When Charity was young, and lived in Yorkshire, she thought she was a reincarnation of Emily Bronte. “I’d swan around, writing really bad stories and poetry,” she says.

She became a barrister, practising for years in England’s north east, while her husband looked after the children. “I met him on a truck crossing the Sahara Desert. He was a mechanic.” They sold up and moved to New Zealand, so Charity could write.

Who is Charity Norman?

Date/place of birth: Nov 19, 1964, Uganda — “My parents were missionaries.”

Education: Law at Exeter University.

Home: Napier, New Zealand.

Family: Husband, Tim Meredith. George, 17, Sam 15, and Cora 13.

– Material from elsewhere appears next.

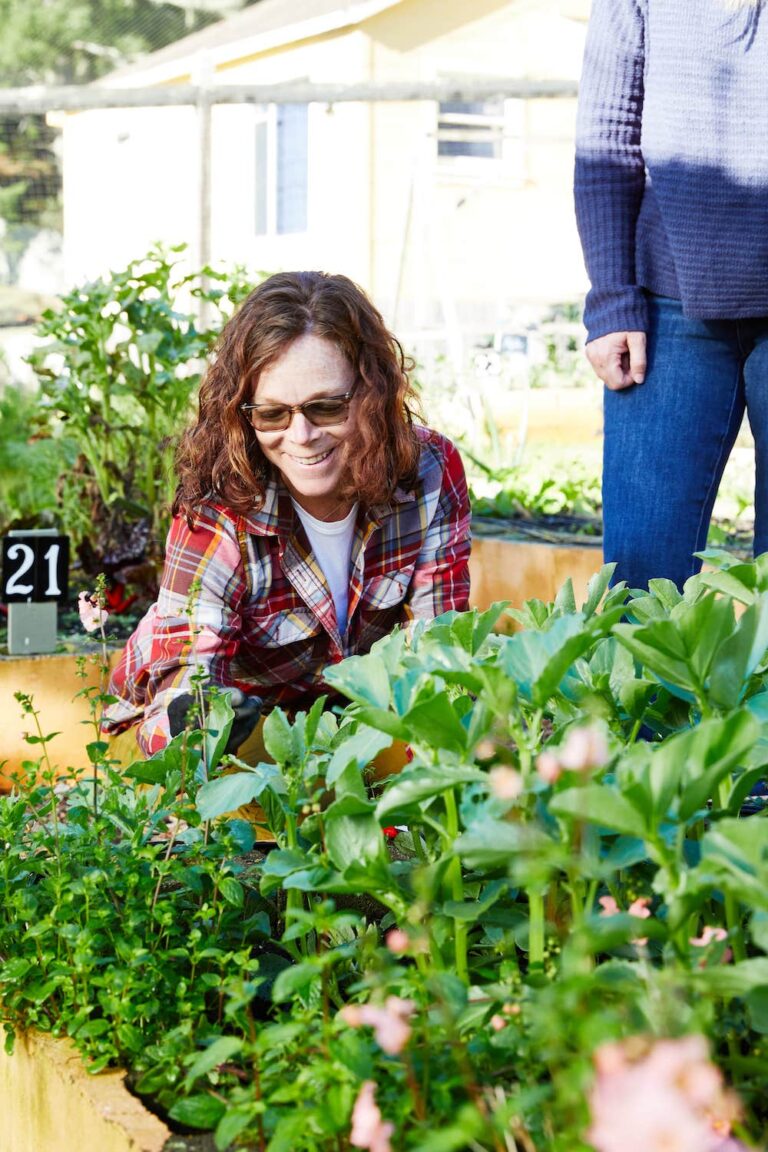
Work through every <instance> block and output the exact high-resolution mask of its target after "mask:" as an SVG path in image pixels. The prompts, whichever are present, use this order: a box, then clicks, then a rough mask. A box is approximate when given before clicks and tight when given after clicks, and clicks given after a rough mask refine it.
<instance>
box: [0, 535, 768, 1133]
mask: <svg viewBox="0 0 768 1152" xmlns="http://www.w3.org/2000/svg"><path fill="white" fill-rule="evenodd" d="M709 559H710V560H712V561H713V562H714V563H715V564H716V566H717V567H716V568H715V570H714V571H710V573H708V574H705V575H702V576H699V577H694V578H693V579H692V581H690V582H689V583H687V585H686V588H685V592H684V594H683V596H680V593H679V592H678V591H677V590H676V589H675V588H674V586H672V585H670V584H669V583H667V582H664V581H656V582H654V583H653V584H652V588H651V591H649V592H648V593H644V594H638V593H636V594H633V596H632V597H631V599H630V600H629V602H628V604H624V602H623V601H624V598H625V590H624V589H623V588H621V586H618V588H615V589H611V590H609V589H608V579H609V575H610V570H609V569H604V570H603V571H602V574H601V575H600V576H598V577H595V578H594V581H593V582H592V585H591V588H590V591H588V596H587V599H586V601H585V602H584V604H583V605H580V606H577V604H576V600H575V597H573V592H572V589H571V588H570V585H569V584H567V585H565V586H564V589H563V590H562V591H561V593H560V594H558V597H557V599H556V600H555V602H554V604H543V602H541V601H537V600H531V601H529V602H527V604H526V605H525V606H524V607H523V608H522V609H518V611H516V613H515V615H516V616H517V617H518V621H519V622H520V623H523V624H524V626H525V627H524V630H522V631H518V632H516V634H515V635H511V636H497V635H495V634H494V632H493V630H492V629H493V627H494V622H495V619H497V615H499V611H500V608H496V609H494V611H492V612H488V613H485V614H478V613H477V612H470V613H465V614H455V613H449V614H447V615H444V616H442V617H440V619H439V620H436V621H434V622H433V623H431V624H428V626H424V624H416V626H415V627H413V629H412V630H411V631H410V632H409V634H405V632H396V634H394V635H393V636H390V637H387V638H386V639H383V641H382V642H380V643H379V644H378V645H377V647H375V651H373V652H372V653H371V654H370V655H364V657H352V658H350V659H349V660H347V661H343V662H342V664H340V665H336V666H334V667H333V668H329V669H328V670H327V681H328V684H329V687H330V688H332V689H333V690H334V691H336V692H340V694H342V695H343V696H345V697H347V698H348V699H349V700H350V704H349V705H348V706H347V707H345V708H343V710H335V711H324V708H322V702H320V703H318V705H315V707H313V708H312V710H311V711H310V712H309V713H306V714H298V715H296V717H295V718H294V719H292V720H290V719H289V718H288V717H286V715H284V714H283V713H282V712H281V711H280V710H275V711H274V712H273V713H272V714H271V715H269V717H268V718H267V721H266V723H265V729H264V736H265V743H266V748H267V750H268V752H269V755H271V757H272V760H273V763H269V764H267V763H264V764H259V765H256V766H248V765H244V764H241V763H238V761H237V760H236V759H230V760H229V763H228V765H227V766H226V767H227V773H225V774H222V773H221V772H220V771H219V768H218V765H219V761H220V757H221V749H222V748H223V746H225V744H226V740H227V735H228V729H229V725H230V722H231V708H229V705H228V703H227V700H226V698H225V697H220V698H218V699H216V698H215V697H214V699H213V704H212V705H211V711H210V713H208V715H207V719H206V723H205V733H204V735H200V733H189V734H183V735H181V736H178V737H176V740H175V741H174V742H173V743H172V744H170V745H168V748H167V749H166V750H165V751H164V752H162V753H160V755H158V756H155V757H153V758H152V759H151V760H149V761H146V763H140V764H137V765H134V767H132V768H130V770H129V771H128V779H127V780H126V779H119V778H117V776H115V775H114V774H109V775H108V779H107V780H106V782H104V783H101V785H100V786H99V787H100V788H101V798H100V803H99V805H98V811H97V810H96V809H94V804H93V802H92V788H93V782H92V781H91V782H88V783H85V782H83V781H81V782H79V783H76V785H75V786H74V787H71V788H69V789H68V790H61V788H60V786H55V787H54V783H53V780H52V779H51V778H50V779H47V780H43V782H40V783H35V785H32V786H29V787H25V788H23V789H20V791H17V793H16V794H15V795H14V796H12V797H8V798H6V799H5V801H2V802H1V803H0V836H2V840H3V842H5V843H6V844H7V846H8V847H7V849H6V852H5V854H3V859H2V863H1V865H0V885H1V888H2V890H1V896H2V899H1V901H0V991H1V996H2V1006H3V1007H2V1013H3V1017H5V1020H6V1022H7V1028H8V1029H16V1028H25V1026H31V1025H35V1026H38V1028H43V1029H46V1030H53V1031H56V1032H60V1033H67V1034H70V1036H73V1037H74V1039H75V1040H76V1043H77V1044H78V1045H79V1047H81V1048H82V1051H83V1052H84V1053H85V1054H86V1056H88V1058H89V1059H90V1060H91V1061H92V1062H93V1064H94V1067H97V1068H98V1067H104V1066H105V1064H106V1063H109V1062H122V1063H126V1064H128V1066H129V1067H130V1068H131V1069H132V1077H134V1082H135V1084H136V1086H137V1090H138V1091H139V1092H144V1093H149V1094H151V1096H152V1097H153V1098H154V1099H155V1100H158V1101H159V1102H160V1105H161V1106H162V1107H164V1108H165V1109H167V1111H168V1112H169V1114H170V1116H172V1117H173V1119H175V1120H176V1121H177V1122H180V1123H183V1124H185V1126H190V1127H196V1128H203V1129H204V1128H210V1129H214V1132H215V1142H216V1147H219V1149H221V1150H223V1149H258V1150H260V1152H263V1150H266V1149H268V1150H269V1152H279V1150H281V1149H291V1150H296V1152H303V1150H306V1152H320V1150H326V1149H327V1150H332V1149H334V1150H335V1149H340V1147H347V1146H349V1144H350V1140H351V1143H352V1146H356V1147H368V1149H373V1147H378V1149H381V1150H386V1149H390V1147H397V1149H408V1150H419V1152H438V1150H450V1149H456V1150H459V1149H480V1150H488V1152H491V1150H493V1152H496V1150H502V1152H503V1150H505V1149H509V1147H516V1149H524V1150H526V1152H532V1150H535V1152H578V1150H586V1149H588V1147H596V1149H598V1150H599V1152H611V1150H613V1149H614V1147H626V1149H631V1150H636V1149H642V1152H653V1150H655V1149H661V1147H662V1146H666V1147H668V1146H680V1147H683V1146H685V1147H689V1146H690V1147H697V1150H698V1149H712V1150H721V1152H727V1150H728V1152H737V1150H739V1149H743V1147H745V1143H744V1142H748V1139H750V1137H751V1136H752V1137H753V1138H754V1137H756V1136H759V1135H760V1134H761V1132H762V1131H765V1129H766V1122H767V1121H768V1113H767V1109H766V1097H765V1082H766V1074H767V1073H768V1059H767V1056H766V1049H765V1036H766V1033H767V1032H768V1016H767V1013H766V1003H767V991H766V990H768V955H767V953H768V930H767V926H768V896H767V895H766V893H768V823H767V820H766V813H765V810H763V809H762V801H761V799H760V798H759V797H755V796H754V795H753V793H754V789H755V786H756V785H758V782H759V781H761V780H762V779H763V778H765V774H766V765H767V764H768V703H767V702H768V685H767V683H766V681H767V677H768V665H767V661H766V649H767V647H768V558H761V559H760V560H759V561H756V562H754V563H748V564H747V563H737V562H733V560H732V559H731V558H725V556H710V558H709ZM737 606H738V608H739V611H738V613H737V612H736V611H735V609H736V607H737ZM39 735H40V737H41V735H43V733H41V732H40V733H39ZM393 740H398V741H402V742H403V743H404V744H406V745H408V746H409V748H410V757H411V758H410V763H408V764H406V766H405V767H404V770H403V771H402V772H401V773H400V775H396V776H391V778H389V779H387V780H385V781H381V782H378V783H374V782H372V781H371V780H370V771H368V765H370V764H371V761H372V759H373V758H374V756H375V753H377V752H378V751H379V750H381V749H382V748H385V746H387V745H388V744H390V743H391V741H393ZM97 752H98V755H99V756H100V755H101V750H97ZM231 770H235V771H234V772H233V771H231ZM253 802H256V803H257V804H258V805H260V814H259V816H257V817H254V818H256V819H258V820H260V821H261V823H263V824H264V825H265V826H266V827H267V828H268V829H269V832H271V834H272V835H273V838H274V841H275V847H274V848H272V849H271V850H268V851H265V852H259V851H258V847H259V846H258V842H256V843H253V841H252V831H251V828H250V826H249V825H248V824H245V823H243V821H242V820H239V819H237V818H236V817H235V818H233V817H231V813H233V811H234V810H236V809H237V808H238V805H241V804H246V803H248V804H251V803H253ZM752 812H754V814H748V813H752ZM385 829H386V831H385ZM393 838H394V839H393ZM388 846H389V847H388ZM664 1069H666V1073H664ZM651 1089H653V1092H654V1093H655V1096H652V1097H648V1092H649V1091H651ZM733 1089H735V1090H736V1091H737V1092H738V1100H739V1101H740V1102H738V1101H737V1098H736V1096H733V1093H732V1090H733ZM616 1093H618V1096H616ZM644 1093H645V1094H644ZM616 1099H621V1102H622V1108H621V1109H618V1113H619V1115H618V1116H617V1109H616V1107H613V1111H611V1100H614V1101H615V1100H616ZM654 1099H655V1100H656V1104H655V1105H654V1106H653V1107H651V1104H652V1102H653V1100H654ZM630 1117H634V1119H633V1120H632V1127H631V1129H628V1128H626V1120H628V1119H630ZM617 1123H621V1127H622V1128H623V1130H622V1131H621V1132H617V1128H616V1126H617ZM350 1128H351V1131H350ZM729 1132H730V1134H731V1135H730V1136H729V1135H728V1134H729ZM662 1138H663V1139H666V1140H667V1144H663V1143H662ZM672 1138H674V1139H676V1140H677V1142H678V1143H677V1145H674V1144H672ZM684 1138H685V1139H687V1140H689V1143H687V1144H685V1143H683V1140H684ZM694 1140H698V1143H694ZM622 1142H623V1143H622ZM644 1142H645V1143H644Z"/></svg>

The Day Job: Full-time writer. “I do a bit of voluntary work too.”

Hobbies: “I sing in a cathedral choir. I play the cello and the piano. I love travelling to out-of-the-way places.”

Favourite Writers: “Bill Bryson; Molly Keane; Daphne du Maurier. As a child, Richard Adam’s Watership Down.”

Second Novel: “It’s about an Englishwoman married to an Irishman. They emigrate to New Zealand to escape from recession and debt. But their dream turns to a nightmare.”

Top Writing Tip: “Rewrite. In Freeing Grace, every sentence has been written up to 50 times.”

Web/Twitter: Neither.


Freeing Grace. Allen and Unwin: €14.55. Kindle: €11.96

Leila and her vicar husband, David, are desperate for a baby. They’re thrilled when Grace Serenity is offered to them for adoption. Then, the baby’s teenage father gets involved. “As a barrister, I saw a lot of couples in adoption disputes demonising each other. They always thought the other side were wicked, and that’s never true. I wanted to re-humanise each side.” The novel touches on a wife’s need to escape, on agoraphobia, and on the friendship between a teenager and a 40-year-old commitment phobe. The adoption battle keeps the pages turning.

The Verdict: An absorbing, deftly written debut, which will make you laugh and cry.